II. OTHER ALLEGED VIOLATIONS OF THE CONVENTION
24. As regards the applicant's remaining complaints under Article 5 § 4 of the Convention, the Court, having regard to the facts of the case and the findings under Article 5 § 1 of the Convention, considers that it has examined the main legal question raised in the present application and that there is no need to give a separate ruling on the admissibility and merits of the remaining complaints (see Centre for Legal Resources on behalf of Valentin Câmpeanu v. Romania [GC], no. 47848/08, § 156, ECHR 2014, with further references).
III. APPLICATION OF ARTICLE 41 OF THE CONVENTION
25. Article 41 of the Convention provides:
"If the Court finds that there has been a violation of the Convention or the Protocols thereto, and if the internal law of the High Contracting Party concerned allows only partial reparation to be made, the Court shall, if necessary, afford just satisfaction to the injured party."
26. The applicant claimed 35,000 euros (EUR) in respect of non–pecuniary damage.
27. The Government stated that any award should be in compliance with the well-established case-law.
28. The Court, having regard to the above findings under Article 5 § 1 of the Convention, its case-law on the matter and acting on an equitable basis, awards the applicant EUR 3,000 in non-pecuniary damage.
B. Costs and expenses
29. The applicant also claimed EUR 5,400 for the costs and expenses incurred before the Court.
30. The Government stated that any award should be in compliance with the well-established case-law.
31. Regard being had to the documents in its possession and to its case–law, the Court considers it reasonable to award the sum of EUR 1,500 for costs and expenses in the proceedings before the Court. It considers it appropriate that this sum should be payable directly to the applicant's representative.
C. Default interest
32. The Court considers it appropriate that the default interest rate should be based on the marginal lending rate of the European Central Bank, to which should be added three percentage points.

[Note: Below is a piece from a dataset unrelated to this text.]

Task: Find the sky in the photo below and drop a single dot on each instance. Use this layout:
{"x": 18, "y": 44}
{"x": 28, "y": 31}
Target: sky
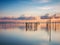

FOR THESE REASONS, THE COURT, UNANIMOUSLY,
1. Declares the complaint under Article 5 § 1 of the Convention concerning an alleged unlawfulness of the applicant's detention pending deportation admissible;
2. Holds that there has been a violation of Article 5 § 1 of the Convention;
3. Holds that it is not necessary to examine the admissibility and merits of the applicant's complaints under Article 5 § 4 of the Convention;
(a) that in respect of non-pecuniary damage the respondent State is to pay the applicant, within three months EUR 3,000 (three thousand euros) plus any tax that may be chargeable, to be converted into the currency of the respondent State at the rate applicable at the date of settlement;
(b) that in respect of costs and expenses the respondent State is to pay the applicant's representative, within three months EUR 1,500 (one thousand five hundred euros) plus any tax that may be chargeable, to be converted into the currency of the respondent State at the rate applicable at the date of settlement;
(c) that from the expiry of the above-mentioned three months until settlement simple interest shall be payable on the above amounts at a rate equal to the marginal lending rate of the European Central Bank during the default period plus three percentage points;
5. Dismisses the remainder of the applicant's claim for just satisfaction.
Done in English, and notified in writing on 24 September 2019, pursuant to Rule 77 §§ 2 and 3 of the Rules of Court.